Here, the arrest was by a California officer, and California law is to be looked to. Miller v. United States, 1958, 357 U.S. 301, 78 S. Ct. 1190, 2 L. Ed. 2d 1332. California permits an arrest without a warrant if the officer has probable cause to believe that the person arrested has committed a felony. Cal. Pen.C. § 836; People v. Coleman, 1965, 235 Cal. App. 2d 612, 45 Cal. Rptr. 542. This rule applies where the arrest is made under authority of a defective warrant. See People v. Tillman, 1965, 238 Cal. App. 2d 134, 47 Cal. Rptr. 614. The federal law is similar. Go-Bart Importing Co. v. United States, 1930, 282 U.S. 344, 356, 51 S. Ct. 153, 75 L. Ed. 374. The officer had probable cause if what was known to him was such that a reasonable person having such knowledge would believe that the brothers had committed a felony. People v. Murphy, 1959, 173 Cal. App. 2d 367, 343 P.2d 273; People v. Luckman, 1961, 198 Cal. App. 2d 347, 18 Cal. Rptr. 167. Reese surely had sufficient information to warrant such a belief.

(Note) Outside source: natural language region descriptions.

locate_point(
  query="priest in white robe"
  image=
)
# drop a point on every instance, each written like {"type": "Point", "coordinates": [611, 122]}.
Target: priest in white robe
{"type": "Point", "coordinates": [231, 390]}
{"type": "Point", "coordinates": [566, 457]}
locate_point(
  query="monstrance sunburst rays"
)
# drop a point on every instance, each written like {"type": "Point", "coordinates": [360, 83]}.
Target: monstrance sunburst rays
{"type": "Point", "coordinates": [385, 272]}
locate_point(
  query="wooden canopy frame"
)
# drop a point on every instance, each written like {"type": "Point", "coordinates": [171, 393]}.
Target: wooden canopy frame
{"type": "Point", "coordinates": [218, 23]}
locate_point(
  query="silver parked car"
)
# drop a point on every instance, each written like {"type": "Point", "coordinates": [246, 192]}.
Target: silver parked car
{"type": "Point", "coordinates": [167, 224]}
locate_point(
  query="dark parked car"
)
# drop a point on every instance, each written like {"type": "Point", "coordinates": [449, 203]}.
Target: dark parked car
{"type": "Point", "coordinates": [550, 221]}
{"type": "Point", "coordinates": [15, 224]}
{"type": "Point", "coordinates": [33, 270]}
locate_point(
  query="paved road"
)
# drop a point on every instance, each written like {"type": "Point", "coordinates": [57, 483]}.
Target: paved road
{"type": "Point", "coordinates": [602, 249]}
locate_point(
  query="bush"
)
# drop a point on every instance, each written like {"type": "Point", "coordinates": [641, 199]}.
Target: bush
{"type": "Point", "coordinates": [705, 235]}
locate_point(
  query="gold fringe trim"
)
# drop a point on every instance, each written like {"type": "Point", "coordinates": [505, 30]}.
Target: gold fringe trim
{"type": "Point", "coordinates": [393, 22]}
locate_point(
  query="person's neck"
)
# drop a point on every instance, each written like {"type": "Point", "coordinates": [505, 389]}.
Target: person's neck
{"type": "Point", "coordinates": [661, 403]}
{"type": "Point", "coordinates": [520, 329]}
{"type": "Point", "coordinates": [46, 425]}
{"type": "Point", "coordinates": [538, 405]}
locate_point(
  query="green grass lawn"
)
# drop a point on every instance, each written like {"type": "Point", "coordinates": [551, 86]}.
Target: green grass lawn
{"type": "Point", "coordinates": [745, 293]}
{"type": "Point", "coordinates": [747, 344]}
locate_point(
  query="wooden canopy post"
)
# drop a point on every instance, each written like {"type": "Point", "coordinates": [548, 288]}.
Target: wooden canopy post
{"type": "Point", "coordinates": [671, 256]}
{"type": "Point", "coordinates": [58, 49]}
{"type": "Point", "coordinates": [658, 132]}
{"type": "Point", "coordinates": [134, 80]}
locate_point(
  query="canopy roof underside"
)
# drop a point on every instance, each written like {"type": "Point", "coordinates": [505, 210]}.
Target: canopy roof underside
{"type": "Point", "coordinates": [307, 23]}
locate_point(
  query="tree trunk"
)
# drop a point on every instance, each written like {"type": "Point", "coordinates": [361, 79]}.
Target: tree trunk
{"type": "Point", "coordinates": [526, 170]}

Nor is the fact that his information was hearsay a basis for holding that he did not have probable cause. Draper v. United States, 1959, 358 U.S. 307, 79 S. Ct. 329, 3 L. Ed. 2d 327; Ker v. State of California, 1963, 374 U.S. 23, 83 S. Ct. 1623, 10 L. Ed. 2d 726; Reed v. United States, 9 Cir., 1966, 364 F.2d 630; Gilbert v. United States, 9 Cir., 1966, 366 F.2d 923; People v. Schader, 1965, 62 Cal. 2d 716, 44 Cal. Rptr. 193, 401 P.2d 665; Willson v. Superior Court, 1956, 46 Cal. 2d 291, 294 P.2d 36. No modern police department could function effectively if officers could not rely upon the sort of information that Reese had in making arrests. We hold that the arrest was valid.

The arrest occurred at 3 P.M. on February 19, 1964. William resisted and assaulted Reese. The brothers were taken to the Arcadia Police Department, which had jurisdiction of the place where the assault occurred, and were there booked for assault with intent to commit murder. They were then taken to the South Pasadena Police Department, arriving at just after 5 P.M. Booking was completed at 6:30 P.M. Between 6:30 and 8:30, the brothers were questioned by the South Pasadena police. They gave no pertinent information. At 8 P.M. a special agent of the F.B.I. arrived. He interviewed Robert at 8:30 and gave him the usual F.B.I. warning. Robert refused to answer questions. At 9:00, he asked to talk to William. This was permitted. At 10:00, both brothers were interviewed by the agent, who again gave them the warning. Robert then confessed the Pioneer National Bank robbery, and William nodded his assent.

It is urged that the questioning violated the McNabb-Mallory rule (McNabb v. United States, 1943, 318 U.S. 332, 63 S. Ct. 608, 87 L. Ed. 819; Mallory v. United States, 1957, 354 U.S. 449, 77 S. Ct. 1356, 1 L. Ed. 2d 1479), in that the brothers were not taken before a magistrate as required by Rule 5 (a), F.R.Crim. Proc. But they were in state, not federal custody, and state law governed their detention. That law Cal.Pen.C. § 825 provides:

"The defendant must in all cases be taken before the magistrate without unnecessary delay, and, in any event, within two days after his arrest, excluding Sundays and holidays * *."

And the record shows that a magistrate would be available to arraign them at 2 P.M. the next day. Whether they were so arraigned does not appear.

The McNabb-Mallory rule is predicated on a federal procedural rule, not upon the fourteenth amendment. It has no application here. Muldrow v. United States, 9 Cir., 1960, 281 F.2d 903; Cotton v. United States, 9 Cir., 1967, 371 F.2d 385; Carpenter v. United States, 4 Cir., 1959, 264 F.2d 565, 571.

It is conceded that the confession was voluntary, and that Miranda v. State of Arizona, 1966, 384 U.S. 436, 86 S. Ct. 1602, 16 L. Ed. 2d 694, does not apply. Johnson v. State of New Jersey, 1966, 384 U.S. 719, 86 S. Ct. 1772, 16 L. Ed. 2d 882.